From bbae4e323b31cc2c89e50212cde9c9c49233f09f Mon Sep 17 00:00:00 2001
From: Eliot Berriot <contact@eliotberriot.com>
Date: Wed, 6 Jun 2018 21:45:38 +0200
Subject: [PATCH] Fix #288: Huge performance boost during CLI import that
 queries MusicBrainz

---
 api/funkwhale_api/music/models.py             | 35 ++++++++++-
 .../providers/audiofile/tasks.py              | 53 ++++++++++------
 api/tests/music/test_models.py                | 47 ++++++++++++++
 api/tests/test_import_audio_file.py           | 62 ++++++++++++++++---
 changes/changelog.d/288.enhancement           |  1 +
 5 files changed, 172 insertions(+), 26 deletions(-)

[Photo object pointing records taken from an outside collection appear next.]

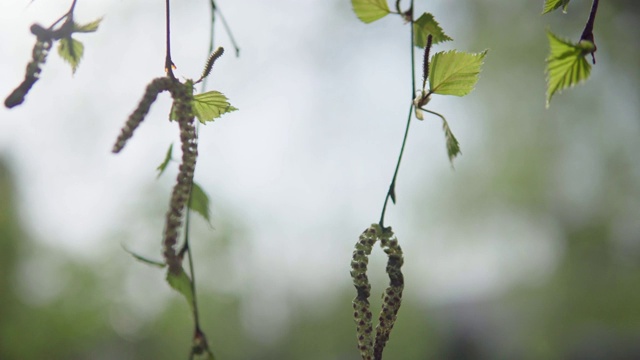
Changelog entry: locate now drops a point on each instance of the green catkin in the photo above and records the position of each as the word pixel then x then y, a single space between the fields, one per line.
pixel 210 61
pixel 392 296
pixel 156 86
pixel 361 312
pixel 182 95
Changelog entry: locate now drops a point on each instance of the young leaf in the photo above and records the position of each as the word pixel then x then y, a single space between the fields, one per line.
pixel 454 73
pixel 566 64
pixel 90 27
pixel 370 10
pixel 145 259
pixel 200 202
pixel 71 51
pixel 166 161
pixel 424 26
pixel 182 284
pixel 550 5
pixel 211 105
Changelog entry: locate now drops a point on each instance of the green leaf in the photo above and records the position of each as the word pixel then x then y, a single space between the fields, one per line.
pixel 550 5
pixel 211 105
pixel 182 284
pixel 208 106
pixel 424 26
pixel 200 202
pixel 145 259
pixel 90 27
pixel 166 161
pixel 454 73
pixel 71 51
pixel 566 64
pixel 370 10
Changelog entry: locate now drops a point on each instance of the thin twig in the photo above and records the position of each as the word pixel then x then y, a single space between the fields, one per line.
pixel 228 30
pixel 587 33
pixel 391 193
pixel 168 64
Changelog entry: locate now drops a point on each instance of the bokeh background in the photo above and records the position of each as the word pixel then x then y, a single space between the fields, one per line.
pixel 528 249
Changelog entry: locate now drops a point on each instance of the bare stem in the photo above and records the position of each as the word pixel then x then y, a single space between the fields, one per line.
pixel 168 64
pixel 391 193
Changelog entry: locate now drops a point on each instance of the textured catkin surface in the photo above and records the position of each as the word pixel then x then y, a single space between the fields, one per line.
pixel 392 297
pixel 182 95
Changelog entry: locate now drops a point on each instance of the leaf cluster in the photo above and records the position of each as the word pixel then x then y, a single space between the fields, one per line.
pixel 447 72
pixel 567 65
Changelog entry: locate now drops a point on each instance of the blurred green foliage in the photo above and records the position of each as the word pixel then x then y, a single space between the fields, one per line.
pixel 574 167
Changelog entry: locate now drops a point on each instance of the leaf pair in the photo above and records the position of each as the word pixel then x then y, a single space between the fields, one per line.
pixel 208 106
pixel 450 73
pixel 72 50
pixel 567 65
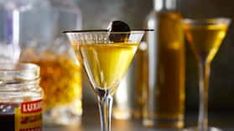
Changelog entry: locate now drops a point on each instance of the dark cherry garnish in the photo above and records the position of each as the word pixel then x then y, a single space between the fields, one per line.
pixel 118 26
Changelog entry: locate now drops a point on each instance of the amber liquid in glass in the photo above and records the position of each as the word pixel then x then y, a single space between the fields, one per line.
pixel 205 40
pixel 170 71
pixel 106 64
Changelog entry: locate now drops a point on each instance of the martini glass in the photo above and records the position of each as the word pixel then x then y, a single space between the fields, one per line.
pixel 106 57
pixel 205 37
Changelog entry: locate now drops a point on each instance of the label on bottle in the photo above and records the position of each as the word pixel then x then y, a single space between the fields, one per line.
pixel 28 116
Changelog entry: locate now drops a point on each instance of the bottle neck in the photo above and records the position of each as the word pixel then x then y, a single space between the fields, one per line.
pixel 165 5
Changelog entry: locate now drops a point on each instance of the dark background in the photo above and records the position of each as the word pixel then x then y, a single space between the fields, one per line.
pixel 98 13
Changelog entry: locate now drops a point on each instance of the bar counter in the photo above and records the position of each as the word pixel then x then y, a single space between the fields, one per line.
pixel 90 122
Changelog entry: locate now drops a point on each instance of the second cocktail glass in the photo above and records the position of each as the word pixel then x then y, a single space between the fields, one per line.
pixel 106 57
pixel 205 37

 create mode 100644 changes/changelog.d/288.enhancement

diff --git a/api/funkwhale_api/music/models.py b/api/funkwhale_api/music/models.py
index 3c488fca1..bf3f9e12c 100644
--- a/api/funkwhale_api/music/models.py
+++ b/api/funkwhale_api/music/models.py
@@ -437,7 +437,40 @@ class Track(APIModelMixin):
             title__iexact=title,
             defaults=kwargs)
 
-
+    @classmethod
+    def get_or_create_from_release(cls, release_mbid, mbid):
+        release_mbid = str(release_mbid)
+        mbid = str(mbid)
+        try:
+            return cls.objects.get(mbid=mbid), False
+        except cls.DoesNotExist:
+            pass
+
+        album = Album.get_or_create_from_api(release_mbid)[0]
+        data = musicbrainz.client.api.releases.get(
+            str(album.mbid), includes=Album.api_includes)
+        tracks = [
+            t
+            for m in data['release']['medium-list']

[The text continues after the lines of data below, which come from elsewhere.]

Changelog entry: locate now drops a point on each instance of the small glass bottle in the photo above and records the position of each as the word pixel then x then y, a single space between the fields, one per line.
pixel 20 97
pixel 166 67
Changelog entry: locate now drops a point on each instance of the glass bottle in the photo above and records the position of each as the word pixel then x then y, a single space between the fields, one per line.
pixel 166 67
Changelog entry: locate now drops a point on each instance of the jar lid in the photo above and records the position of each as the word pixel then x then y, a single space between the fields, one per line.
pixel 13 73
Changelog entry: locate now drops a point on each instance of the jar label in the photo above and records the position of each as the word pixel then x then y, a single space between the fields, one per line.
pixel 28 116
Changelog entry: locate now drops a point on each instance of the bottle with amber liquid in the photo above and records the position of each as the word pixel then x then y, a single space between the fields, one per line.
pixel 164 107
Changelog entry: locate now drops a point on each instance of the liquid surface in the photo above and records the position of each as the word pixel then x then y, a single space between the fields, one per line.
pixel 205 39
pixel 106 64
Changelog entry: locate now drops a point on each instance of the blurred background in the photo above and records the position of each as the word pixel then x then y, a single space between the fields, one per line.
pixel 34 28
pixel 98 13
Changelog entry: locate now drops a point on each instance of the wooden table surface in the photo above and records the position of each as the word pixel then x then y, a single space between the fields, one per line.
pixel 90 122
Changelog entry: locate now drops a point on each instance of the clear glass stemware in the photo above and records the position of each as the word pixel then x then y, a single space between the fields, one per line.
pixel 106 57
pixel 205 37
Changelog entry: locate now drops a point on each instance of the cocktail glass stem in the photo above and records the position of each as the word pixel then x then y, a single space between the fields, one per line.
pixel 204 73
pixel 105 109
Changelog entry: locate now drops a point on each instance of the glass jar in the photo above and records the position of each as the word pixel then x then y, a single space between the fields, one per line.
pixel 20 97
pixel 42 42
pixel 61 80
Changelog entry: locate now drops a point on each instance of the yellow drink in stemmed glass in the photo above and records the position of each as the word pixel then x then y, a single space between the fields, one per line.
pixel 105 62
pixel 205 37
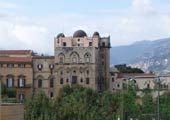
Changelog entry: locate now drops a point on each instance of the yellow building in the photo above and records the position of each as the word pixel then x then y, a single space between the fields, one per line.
pixel 78 59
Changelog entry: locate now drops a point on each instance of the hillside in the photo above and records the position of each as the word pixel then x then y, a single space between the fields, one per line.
pixel 148 55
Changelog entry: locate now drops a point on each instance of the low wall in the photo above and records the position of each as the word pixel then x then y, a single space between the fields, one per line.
pixel 12 111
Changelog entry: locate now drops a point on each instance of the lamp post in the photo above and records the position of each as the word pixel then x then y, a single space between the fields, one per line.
pixel 158 108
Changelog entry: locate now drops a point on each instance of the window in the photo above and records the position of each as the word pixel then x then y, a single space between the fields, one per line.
pixel 61 81
pixel 87 81
pixel 90 43
pixel 87 72
pixel 74 72
pixel 51 83
pixel 74 60
pixel 21 65
pixel 21 97
pixel 87 57
pixel 81 80
pixel 51 94
pixel 21 82
pixel 113 79
pixel 40 66
pixel 102 62
pixel 40 83
pixel 74 79
pixel 51 66
pixel 1 65
pixel 61 59
pixel 64 44
pixel 61 72
pixel 10 65
pixel 103 44
pixel 10 82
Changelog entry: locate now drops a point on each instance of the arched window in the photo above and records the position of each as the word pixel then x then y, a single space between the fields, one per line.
pixel 74 57
pixel 74 60
pixel 51 83
pixel 10 81
pixel 39 83
pixel 21 97
pixel 61 58
pixel 21 81
pixel 87 57
pixel 39 66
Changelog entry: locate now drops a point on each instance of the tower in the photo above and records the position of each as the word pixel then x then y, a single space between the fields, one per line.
pixel 83 60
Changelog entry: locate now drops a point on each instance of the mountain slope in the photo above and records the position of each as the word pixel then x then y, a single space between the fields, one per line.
pixel 148 55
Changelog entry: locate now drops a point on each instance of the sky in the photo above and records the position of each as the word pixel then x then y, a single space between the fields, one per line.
pixel 33 24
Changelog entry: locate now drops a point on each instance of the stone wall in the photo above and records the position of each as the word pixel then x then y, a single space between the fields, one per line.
pixel 12 111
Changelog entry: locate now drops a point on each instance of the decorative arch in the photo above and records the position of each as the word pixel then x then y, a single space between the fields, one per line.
pixel 74 57
pixel 87 57
pixel 61 58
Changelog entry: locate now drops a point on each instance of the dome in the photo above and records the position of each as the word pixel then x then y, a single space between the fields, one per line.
pixel 96 34
pixel 79 33
pixel 60 35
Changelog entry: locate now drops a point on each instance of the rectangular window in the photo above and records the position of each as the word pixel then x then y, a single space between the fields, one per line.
pixel 39 83
pixel 1 65
pixel 90 43
pixel 21 97
pixel 64 44
pixel 10 82
pixel 103 44
pixel 74 79
pixel 51 94
pixel 61 81
pixel 21 65
pixel 87 81
pixel 10 65
pixel 113 79
pixel 51 83
pixel 21 82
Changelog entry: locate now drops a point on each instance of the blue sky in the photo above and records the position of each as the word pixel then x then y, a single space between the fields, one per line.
pixel 32 24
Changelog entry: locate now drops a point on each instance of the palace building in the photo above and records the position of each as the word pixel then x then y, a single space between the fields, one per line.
pixel 78 59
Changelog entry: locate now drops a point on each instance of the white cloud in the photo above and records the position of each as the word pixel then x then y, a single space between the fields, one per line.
pixel 142 20
pixel 7 5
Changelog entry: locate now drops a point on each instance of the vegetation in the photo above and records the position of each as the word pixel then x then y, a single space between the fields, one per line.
pixel 127 69
pixel 78 103
pixel 8 93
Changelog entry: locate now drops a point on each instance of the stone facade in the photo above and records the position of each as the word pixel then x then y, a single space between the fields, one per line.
pixel 16 71
pixel 78 59
pixel 82 60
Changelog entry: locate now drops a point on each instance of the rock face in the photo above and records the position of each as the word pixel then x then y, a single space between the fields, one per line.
pixel 150 56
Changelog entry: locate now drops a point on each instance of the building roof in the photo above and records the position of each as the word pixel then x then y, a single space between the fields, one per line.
pixel 15 59
pixel 114 69
pixel 16 56
pixel 79 33
pixel 123 75
pixel 15 52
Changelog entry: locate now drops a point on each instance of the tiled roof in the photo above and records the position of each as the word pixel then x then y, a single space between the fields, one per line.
pixel 15 59
pixel 15 52
pixel 122 75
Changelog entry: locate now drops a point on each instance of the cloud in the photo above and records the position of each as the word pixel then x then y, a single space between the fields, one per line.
pixel 141 20
pixel 8 5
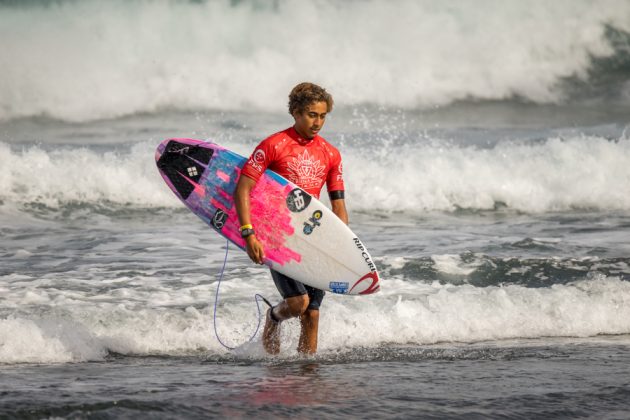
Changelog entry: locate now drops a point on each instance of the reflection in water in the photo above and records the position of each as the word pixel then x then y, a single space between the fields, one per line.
pixel 299 384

+            for t in m['track-list']
+        ]
+        track_data = None
+        for track in tracks:
+            if track['recording']['id'] == mbid:
+                track_data = track
+                break
+        if not track_data:
+            raise ValueError('No track found matching this ID')
+
+        return cls.objects.update_or_create(
+            mbid=mbid,
+            defaults={
+                'position': int(track['position']),
+                'title': track['recording']['title'],
+                'album': album,
+                'artist': album.artist,
+            }
+        )
 class TrackFile(models.Model):
     uuid = models.UUIDField(
         unique=True, db_index=True, default=uuid.uuid4)
diff --git a/api/funkwhale_api/providers/audiofile/tasks.py b/api/funkwhale_api/providers/audiofile/tasks.py
index 40114c877..fb6306735 100644
--- a/api/funkwhale_api/providers/audiofile/tasks.py
+++ b/api/funkwhale_api/providers/audiofile/tasks.py
@@ -12,25 +12,43 @@ from funkwhale_api.music import models, metadata
 @transaction.atomic
 def import_track_data_from_path(path):
     data = metadata.Metadata(path)
-    artist = models.Artist.objects.get_or_create(
-        name__iexact=data.get('artist'),
-        defaults={
-            'name': data.get('artist'),
-            'mbid': data.get('musicbrainz_artistid', None),
-        },
-    )[0]
+    album = None
+    track_mbid = data.get('musicbrainz_recordingid', None)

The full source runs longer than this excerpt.